Cameroun : La drogue, un danger pour la société

Le lien entre l’usage des substances illicites et la criminalité évoqué lors d’une conférence à Douala.

La drogue, combustible le plus efficace du terrorisme. Le Dr Ibrahim Moubarak Mbombo, président du directoire du Programme islamique pour l’assistance humanitaire (Piah), établissait ainsi le lien entre l’usage de drogues et la grande criminalité. C’était lors d’une conférence organisée le 22 juin 2017 au siège de la Piah à Douala (en prélude à la journée internationale contre l’abus et le trafic des drogues, le 26 juin). Sur le thème : « Phénomène de la drogue, comment sortir les jeunes du piège. » Une rencontre à laquelle prenaient part Aboubakar Njikam, inspecteur général des services du gouverneur du Littoral, le Dr Jean-Louis Jon, psychiatre, des dignitaires et des membres de la communauté musulmane.
Il était ainsi question de faire la corrélation entre drogue et insécurité, ainsi que les peines encourues par les acteurs de la filière, producteurs, dealers, consommateurs. Une partie exposée par Aboubakar Njikam. Pour Ibrahim Moubarak Mbombo, il s’agissait d’examiner la consommation de la drogue à la lumière des textes coraniques. Il a ainsi relevé qu’un toxicomane ne peut pas accomplir régulièrement ses prières. Mais il est allé plus loin en citant les grands lieux de trafic à Douala : le Marché central, non loin du couloir où sont reconditionnées les bouteilles en plastique collectées dans les poubelles ; le quartier Ndogsimbi, le long de la voie ferrée, un endroit où « les sacs et porte-monnaie arrachés au carrefour Ndokoti sont dépouillés » ; and last but not the least, le quartier Makea, surnommé « Colombie ».

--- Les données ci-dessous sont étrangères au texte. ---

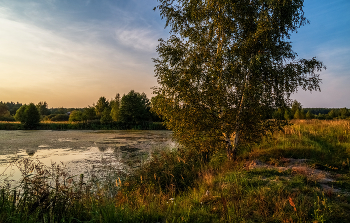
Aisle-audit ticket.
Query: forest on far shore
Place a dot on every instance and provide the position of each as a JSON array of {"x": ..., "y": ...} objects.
[
  {"x": 130, "y": 108},
  {"x": 135, "y": 108}
]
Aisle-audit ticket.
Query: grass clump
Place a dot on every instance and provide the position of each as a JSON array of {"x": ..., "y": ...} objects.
[{"x": 300, "y": 174}]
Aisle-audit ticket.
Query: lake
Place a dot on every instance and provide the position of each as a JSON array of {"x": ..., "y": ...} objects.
[{"x": 86, "y": 151}]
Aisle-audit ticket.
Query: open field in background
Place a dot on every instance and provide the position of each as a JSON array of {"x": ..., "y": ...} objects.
[
  {"x": 90, "y": 125},
  {"x": 300, "y": 174}
]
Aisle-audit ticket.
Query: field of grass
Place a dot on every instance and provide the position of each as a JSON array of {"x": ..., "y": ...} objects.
[{"x": 300, "y": 174}]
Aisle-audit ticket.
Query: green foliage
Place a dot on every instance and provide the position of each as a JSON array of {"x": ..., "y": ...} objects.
[
  {"x": 30, "y": 117},
  {"x": 344, "y": 113},
  {"x": 43, "y": 108},
  {"x": 296, "y": 106},
  {"x": 76, "y": 116},
  {"x": 176, "y": 186},
  {"x": 20, "y": 113},
  {"x": 89, "y": 113},
  {"x": 226, "y": 67},
  {"x": 278, "y": 114},
  {"x": 60, "y": 117},
  {"x": 299, "y": 114},
  {"x": 100, "y": 106},
  {"x": 5, "y": 113},
  {"x": 332, "y": 114},
  {"x": 115, "y": 104},
  {"x": 12, "y": 107},
  {"x": 309, "y": 115},
  {"x": 4, "y": 110},
  {"x": 106, "y": 116},
  {"x": 287, "y": 115},
  {"x": 134, "y": 107}
]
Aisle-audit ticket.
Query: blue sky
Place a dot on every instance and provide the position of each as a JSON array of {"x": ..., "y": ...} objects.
[{"x": 70, "y": 52}]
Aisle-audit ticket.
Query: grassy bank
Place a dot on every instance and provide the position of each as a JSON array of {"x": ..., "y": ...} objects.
[
  {"x": 86, "y": 126},
  {"x": 301, "y": 174}
]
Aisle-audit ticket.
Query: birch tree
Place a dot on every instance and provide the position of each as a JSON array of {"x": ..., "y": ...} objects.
[{"x": 226, "y": 66}]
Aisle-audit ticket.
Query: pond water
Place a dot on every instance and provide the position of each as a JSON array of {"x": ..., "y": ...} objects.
[{"x": 88, "y": 152}]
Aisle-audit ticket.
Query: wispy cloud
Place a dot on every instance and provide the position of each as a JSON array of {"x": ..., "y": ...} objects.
[{"x": 84, "y": 59}]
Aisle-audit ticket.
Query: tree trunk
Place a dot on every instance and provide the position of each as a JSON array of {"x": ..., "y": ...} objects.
[{"x": 231, "y": 149}]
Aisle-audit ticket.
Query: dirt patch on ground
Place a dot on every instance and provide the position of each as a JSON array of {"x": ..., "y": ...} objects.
[{"x": 297, "y": 166}]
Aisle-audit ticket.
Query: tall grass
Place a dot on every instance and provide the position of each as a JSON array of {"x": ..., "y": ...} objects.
[{"x": 177, "y": 186}]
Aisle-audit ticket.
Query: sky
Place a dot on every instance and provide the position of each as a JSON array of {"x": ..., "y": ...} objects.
[{"x": 71, "y": 52}]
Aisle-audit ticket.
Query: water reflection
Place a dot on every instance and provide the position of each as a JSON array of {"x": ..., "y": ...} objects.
[
  {"x": 89, "y": 152},
  {"x": 31, "y": 152}
]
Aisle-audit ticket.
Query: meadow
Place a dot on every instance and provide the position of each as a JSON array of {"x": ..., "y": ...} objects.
[
  {"x": 89, "y": 125},
  {"x": 299, "y": 174}
]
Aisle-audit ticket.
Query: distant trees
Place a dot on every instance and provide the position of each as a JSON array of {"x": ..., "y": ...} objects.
[
  {"x": 43, "y": 108},
  {"x": 76, "y": 116},
  {"x": 5, "y": 114},
  {"x": 101, "y": 105},
  {"x": 134, "y": 107},
  {"x": 115, "y": 105},
  {"x": 28, "y": 115}
]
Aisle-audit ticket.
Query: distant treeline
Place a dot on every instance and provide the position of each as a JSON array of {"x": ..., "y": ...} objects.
[
  {"x": 131, "y": 111},
  {"x": 94, "y": 125},
  {"x": 297, "y": 112}
]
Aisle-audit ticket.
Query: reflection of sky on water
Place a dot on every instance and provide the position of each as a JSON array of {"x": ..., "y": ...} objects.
[{"x": 88, "y": 152}]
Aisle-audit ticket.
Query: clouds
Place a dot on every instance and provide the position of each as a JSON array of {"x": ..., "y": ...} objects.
[
  {"x": 138, "y": 38},
  {"x": 69, "y": 53},
  {"x": 72, "y": 60}
]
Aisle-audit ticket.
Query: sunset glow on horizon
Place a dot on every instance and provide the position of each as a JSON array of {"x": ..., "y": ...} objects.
[{"x": 70, "y": 53}]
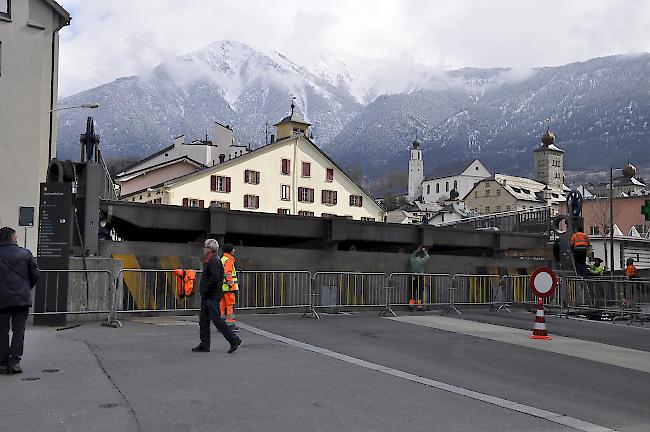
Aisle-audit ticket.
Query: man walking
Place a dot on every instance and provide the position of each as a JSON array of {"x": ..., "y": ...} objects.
[
  {"x": 210, "y": 288},
  {"x": 417, "y": 261},
  {"x": 230, "y": 287},
  {"x": 18, "y": 275}
]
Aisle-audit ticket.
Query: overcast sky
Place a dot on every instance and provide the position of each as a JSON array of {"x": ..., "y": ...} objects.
[{"x": 112, "y": 38}]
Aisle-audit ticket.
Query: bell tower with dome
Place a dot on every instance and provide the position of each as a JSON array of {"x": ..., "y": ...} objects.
[
  {"x": 549, "y": 163},
  {"x": 416, "y": 172}
]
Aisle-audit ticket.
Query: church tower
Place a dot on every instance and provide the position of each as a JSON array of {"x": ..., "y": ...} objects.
[
  {"x": 549, "y": 163},
  {"x": 416, "y": 172}
]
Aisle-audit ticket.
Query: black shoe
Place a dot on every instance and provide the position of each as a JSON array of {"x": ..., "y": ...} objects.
[{"x": 233, "y": 347}]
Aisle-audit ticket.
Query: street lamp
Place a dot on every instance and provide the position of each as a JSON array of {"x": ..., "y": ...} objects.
[
  {"x": 87, "y": 106},
  {"x": 50, "y": 112}
]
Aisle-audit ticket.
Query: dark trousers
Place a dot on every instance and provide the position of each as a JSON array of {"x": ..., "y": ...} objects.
[
  {"x": 210, "y": 312},
  {"x": 416, "y": 287},
  {"x": 14, "y": 319}
]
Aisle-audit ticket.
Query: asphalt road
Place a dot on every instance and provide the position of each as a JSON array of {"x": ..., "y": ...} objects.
[{"x": 143, "y": 377}]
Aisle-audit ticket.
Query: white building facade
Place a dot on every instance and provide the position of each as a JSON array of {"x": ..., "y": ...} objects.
[
  {"x": 459, "y": 177},
  {"x": 289, "y": 176},
  {"x": 29, "y": 57}
]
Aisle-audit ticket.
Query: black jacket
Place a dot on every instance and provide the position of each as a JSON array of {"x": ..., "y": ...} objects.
[
  {"x": 212, "y": 279},
  {"x": 18, "y": 275}
]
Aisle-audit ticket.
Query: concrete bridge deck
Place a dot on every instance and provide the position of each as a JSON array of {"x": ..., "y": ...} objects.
[{"x": 354, "y": 372}]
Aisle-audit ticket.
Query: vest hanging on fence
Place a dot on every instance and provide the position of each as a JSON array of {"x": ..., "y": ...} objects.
[{"x": 184, "y": 282}]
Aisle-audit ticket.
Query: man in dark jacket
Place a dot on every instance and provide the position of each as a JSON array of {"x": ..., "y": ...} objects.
[
  {"x": 18, "y": 275},
  {"x": 210, "y": 289}
]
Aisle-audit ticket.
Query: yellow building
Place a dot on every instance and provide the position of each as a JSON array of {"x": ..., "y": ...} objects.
[{"x": 289, "y": 176}]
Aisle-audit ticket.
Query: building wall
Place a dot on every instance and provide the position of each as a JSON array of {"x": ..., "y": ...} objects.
[
  {"x": 25, "y": 94},
  {"x": 627, "y": 213},
  {"x": 549, "y": 168},
  {"x": 268, "y": 162},
  {"x": 465, "y": 182},
  {"x": 490, "y": 197},
  {"x": 156, "y": 177},
  {"x": 416, "y": 174}
]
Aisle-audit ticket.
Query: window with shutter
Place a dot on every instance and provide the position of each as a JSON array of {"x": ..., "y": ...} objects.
[
  {"x": 286, "y": 166},
  {"x": 306, "y": 169}
]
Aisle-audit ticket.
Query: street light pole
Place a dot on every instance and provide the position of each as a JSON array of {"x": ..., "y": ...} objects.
[{"x": 611, "y": 222}]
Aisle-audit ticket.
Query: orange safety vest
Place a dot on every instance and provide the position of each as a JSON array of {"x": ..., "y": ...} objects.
[
  {"x": 630, "y": 270},
  {"x": 580, "y": 241},
  {"x": 184, "y": 282}
]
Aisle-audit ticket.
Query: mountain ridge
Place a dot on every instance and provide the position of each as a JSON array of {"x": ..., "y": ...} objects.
[{"x": 368, "y": 117}]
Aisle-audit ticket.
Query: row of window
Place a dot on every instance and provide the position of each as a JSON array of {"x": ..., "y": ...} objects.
[
  {"x": 446, "y": 187},
  {"x": 223, "y": 184},
  {"x": 305, "y": 195},
  {"x": 306, "y": 170},
  {"x": 253, "y": 200}
]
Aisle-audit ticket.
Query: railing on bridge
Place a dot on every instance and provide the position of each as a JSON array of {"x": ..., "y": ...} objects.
[{"x": 533, "y": 221}]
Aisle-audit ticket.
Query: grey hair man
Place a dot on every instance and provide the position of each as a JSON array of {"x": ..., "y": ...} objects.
[
  {"x": 210, "y": 289},
  {"x": 18, "y": 275}
]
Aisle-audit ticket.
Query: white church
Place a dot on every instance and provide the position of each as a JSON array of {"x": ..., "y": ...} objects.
[{"x": 467, "y": 188}]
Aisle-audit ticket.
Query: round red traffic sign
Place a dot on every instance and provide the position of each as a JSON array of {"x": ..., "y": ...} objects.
[{"x": 543, "y": 282}]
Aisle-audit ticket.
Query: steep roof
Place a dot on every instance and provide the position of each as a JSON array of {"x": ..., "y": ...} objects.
[
  {"x": 294, "y": 118},
  {"x": 450, "y": 170},
  {"x": 124, "y": 176},
  {"x": 253, "y": 153}
]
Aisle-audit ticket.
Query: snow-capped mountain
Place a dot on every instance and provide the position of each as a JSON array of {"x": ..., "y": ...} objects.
[{"x": 366, "y": 112}]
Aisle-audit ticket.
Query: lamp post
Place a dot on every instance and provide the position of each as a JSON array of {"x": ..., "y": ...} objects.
[
  {"x": 611, "y": 222},
  {"x": 51, "y": 113}
]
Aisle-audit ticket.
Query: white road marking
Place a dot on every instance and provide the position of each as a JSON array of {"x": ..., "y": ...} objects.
[
  {"x": 493, "y": 400},
  {"x": 594, "y": 351}
]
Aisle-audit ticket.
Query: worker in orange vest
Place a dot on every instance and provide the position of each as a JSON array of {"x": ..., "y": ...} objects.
[
  {"x": 579, "y": 247},
  {"x": 630, "y": 269},
  {"x": 230, "y": 287}
]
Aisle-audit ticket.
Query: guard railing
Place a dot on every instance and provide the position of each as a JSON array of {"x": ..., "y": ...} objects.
[{"x": 87, "y": 292}]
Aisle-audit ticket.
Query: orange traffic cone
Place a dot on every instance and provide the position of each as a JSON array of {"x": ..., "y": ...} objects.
[{"x": 539, "y": 330}]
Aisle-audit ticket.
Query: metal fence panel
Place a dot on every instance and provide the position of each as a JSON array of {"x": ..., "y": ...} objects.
[
  {"x": 273, "y": 289},
  {"x": 430, "y": 289},
  {"x": 348, "y": 289},
  {"x": 475, "y": 289},
  {"x": 88, "y": 292}
]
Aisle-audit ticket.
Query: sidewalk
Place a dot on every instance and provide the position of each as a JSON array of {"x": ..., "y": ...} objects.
[{"x": 159, "y": 385}]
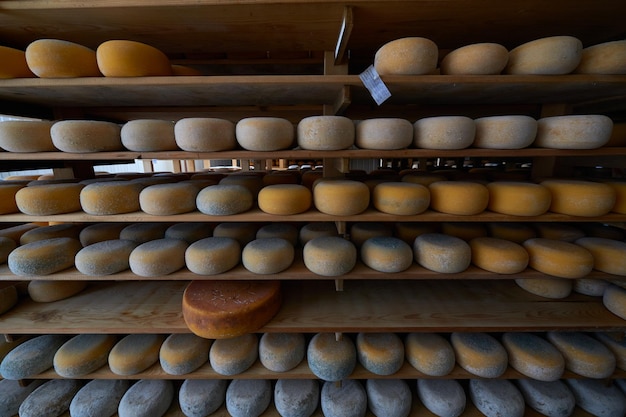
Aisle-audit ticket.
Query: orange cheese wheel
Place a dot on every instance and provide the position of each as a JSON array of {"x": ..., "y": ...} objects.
[
  {"x": 26, "y": 136},
  {"x": 124, "y": 58},
  {"x": 580, "y": 198},
  {"x": 225, "y": 309},
  {"x": 518, "y": 198},
  {"x": 55, "y": 58}
]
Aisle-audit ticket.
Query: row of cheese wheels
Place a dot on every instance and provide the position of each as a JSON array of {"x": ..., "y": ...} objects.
[
  {"x": 304, "y": 397},
  {"x": 321, "y": 133},
  {"x": 542, "y": 357}
]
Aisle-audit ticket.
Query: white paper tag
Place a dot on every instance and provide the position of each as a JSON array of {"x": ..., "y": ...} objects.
[{"x": 375, "y": 85}]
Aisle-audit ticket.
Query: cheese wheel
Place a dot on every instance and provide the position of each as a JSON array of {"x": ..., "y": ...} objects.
[
  {"x": 341, "y": 197},
  {"x": 148, "y": 135},
  {"x": 264, "y": 133},
  {"x": 224, "y": 199},
  {"x": 202, "y": 397},
  {"x": 234, "y": 355},
  {"x": 26, "y": 135},
  {"x": 583, "y": 354},
  {"x": 280, "y": 352},
  {"x": 329, "y": 256},
  {"x": 458, "y": 197},
  {"x": 518, "y": 198},
  {"x": 124, "y": 58},
  {"x": 14, "y": 64},
  {"x": 168, "y": 199},
  {"x": 205, "y": 134},
  {"x": 223, "y": 309},
  {"x": 557, "y": 258},
  {"x": 387, "y": 254},
  {"x": 444, "y": 132},
  {"x": 401, "y": 198},
  {"x": 330, "y": 359},
  {"x": 384, "y": 133},
  {"x": 83, "y": 354},
  {"x": 589, "y": 131},
  {"x": 182, "y": 353},
  {"x": 380, "y": 353},
  {"x": 533, "y": 356},
  {"x": 608, "y": 255},
  {"x": 284, "y": 199},
  {"x": 267, "y": 256},
  {"x": 56, "y": 58},
  {"x": 86, "y": 136},
  {"x": 407, "y": 56},
  {"x": 429, "y": 353},
  {"x": 603, "y": 58},
  {"x": 479, "y": 354},
  {"x": 325, "y": 133},
  {"x": 158, "y": 257},
  {"x": 442, "y": 253},
  {"x": 49, "y": 199},
  {"x": 52, "y": 398},
  {"x": 43, "y": 257},
  {"x": 554, "y": 55},
  {"x": 498, "y": 255},
  {"x": 134, "y": 353},
  {"x": 475, "y": 59},
  {"x": 98, "y": 397}
]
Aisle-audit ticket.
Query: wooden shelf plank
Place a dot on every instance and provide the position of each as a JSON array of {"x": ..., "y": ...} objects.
[{"x": 314, "y": 306}]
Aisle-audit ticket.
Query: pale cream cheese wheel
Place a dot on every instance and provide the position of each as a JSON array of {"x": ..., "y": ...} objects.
[
  {"x": 264, "y": 133},
  {"x": 407, "y": 56},
  {"x": 476, "y": 59},
  {"x": 554, "y": 55}
]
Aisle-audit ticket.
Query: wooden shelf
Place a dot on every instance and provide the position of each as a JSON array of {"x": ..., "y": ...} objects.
[{"x": 314, "y": 306}]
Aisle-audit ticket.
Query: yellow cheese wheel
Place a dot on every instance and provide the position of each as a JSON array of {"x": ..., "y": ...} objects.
[
  {"x": 518, "y": 198},
  {"x": 148, "y": 135},
  {"x": 205, "y": 134},
  {"x": 558, "y": 258},
  {"x": 386, "y": 254},
  {"x": 384, "y": 133},
  {"x": 83, "y": 354},
  {"x": 134, "y": 353},
  {"x": 407, "y": 56},
  {"x": 45, "y": 200},
  {"x": 56, "y": 58},
  {"x": 124, "y": 58},
  {"x": 582, "y": 131},
  {"x": 442, "y": 253},
  {"x": 329, "y": 255},
  {"x": 603, "y": 58},
  {"x": 168, "y": 199},
  {"x": 325, "y": 133},
  {"x": 444, "y": 132},
  {"x": 580, "y": 198},
  {"x": 401, "y": 198},
  {"x": 264, "y": 133},
  {"x": 533, "y": 356},
  {"x": 182, "y": 353},
  {"x": 225, "y": 309},
  {"x": 341, "y": 197},
  {"x": 458, "y": 197},
  {"x": 86, "y": 136},
  {"x": 552, "y": 55},
  {"x": 26, "y": 136},
  {"x": 498, "y": 255},
  {"x": 583, "y": 354},
  {"x": 284, "y": 199},
  {"x": 505, "y": 132},
  {"x": 14, "y": 63},
  {"x": 479, "y": 354}
]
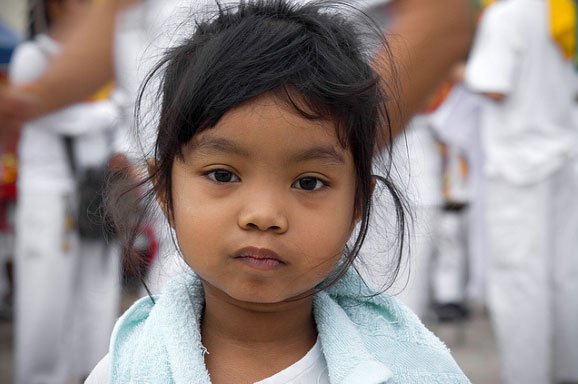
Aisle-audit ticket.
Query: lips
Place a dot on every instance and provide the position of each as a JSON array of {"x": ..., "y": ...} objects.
[{"x": 259, "y": 258}]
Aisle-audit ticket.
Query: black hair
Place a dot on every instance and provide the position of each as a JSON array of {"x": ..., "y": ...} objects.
[{"x": 308, "y": 55}]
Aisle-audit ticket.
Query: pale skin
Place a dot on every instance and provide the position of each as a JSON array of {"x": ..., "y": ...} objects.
[
  {"x": 269, "y": 179},
  {"x": 426, "y": 39}
]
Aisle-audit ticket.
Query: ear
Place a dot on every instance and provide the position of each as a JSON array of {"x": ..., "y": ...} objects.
[{"x": 160, "y": 192}]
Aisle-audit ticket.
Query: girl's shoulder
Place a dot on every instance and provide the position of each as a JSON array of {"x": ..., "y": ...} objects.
[{"x": 384, "y": 330}]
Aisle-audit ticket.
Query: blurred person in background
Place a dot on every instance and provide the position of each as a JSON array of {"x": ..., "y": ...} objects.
[
  {"x": 532, "y": 191},
  {"x": 67, "y": 287}
]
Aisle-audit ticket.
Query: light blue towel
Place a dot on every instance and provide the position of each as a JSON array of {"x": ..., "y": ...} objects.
[{"x": 364, "y": 340}]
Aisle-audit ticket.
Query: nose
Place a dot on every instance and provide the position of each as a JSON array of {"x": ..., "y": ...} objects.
[{"x": 263, "y": 213}]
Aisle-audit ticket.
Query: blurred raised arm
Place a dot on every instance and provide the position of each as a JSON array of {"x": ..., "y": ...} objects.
[{"x": 426, "y": 39}]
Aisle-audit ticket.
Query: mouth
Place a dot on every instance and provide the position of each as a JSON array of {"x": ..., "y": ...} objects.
[{"x": 259, "y": 258}]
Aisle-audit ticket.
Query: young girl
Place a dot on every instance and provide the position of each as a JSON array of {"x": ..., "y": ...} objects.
[{"x": 269, "y": 120}]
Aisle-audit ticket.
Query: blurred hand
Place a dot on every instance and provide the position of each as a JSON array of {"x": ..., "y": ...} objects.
[{"x": 17, "y": 106}]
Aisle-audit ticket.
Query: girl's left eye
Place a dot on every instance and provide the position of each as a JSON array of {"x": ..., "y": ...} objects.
[
  {"x": 309, "y": 184},
  {"x": 222, "y": 176}
]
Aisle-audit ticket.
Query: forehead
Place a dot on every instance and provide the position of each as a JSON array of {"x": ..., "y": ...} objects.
[{"x": 269, "y": 126}]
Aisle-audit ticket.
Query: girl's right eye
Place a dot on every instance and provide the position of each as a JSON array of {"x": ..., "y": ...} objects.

Des zones qui rentrent dans un échiquier plus grand du trafic de drogue. « Les membres des mouvements terroristes et de crimes organisés ont besoin de la drogue pour assurer la prospérité de leurs activités », a expliqué Cheikh Moubarak. D’ailleurs, parlant de consommation, Aboubakar Njikam a fait une révélation : « Dans une actualité plus récente, chez les combattants de Boko Haram neutralisés, on a détecté des traces de drogue. » L’Ig est revenu sur les différents mécanismes mis en place par l’Etat pour lutter contre le mal jusque dans les établissements scolaires. Car, comme l’a relevé le Dr Jon dans son exposé, les substances illicites comme le cannabis et le Tramol sont moins chères et donc facilement à la portée des jeunes. Il s’agissait pour lui de montrer comment la drogue modifie la perception que l’individu a du monde qui l’entoure. Le psychiatre a interpellé les leaders religieux de toutes croyances afin qu’ils participent à reformater la pensée des jeunes drogués pour qu’ils aient une pensée positive.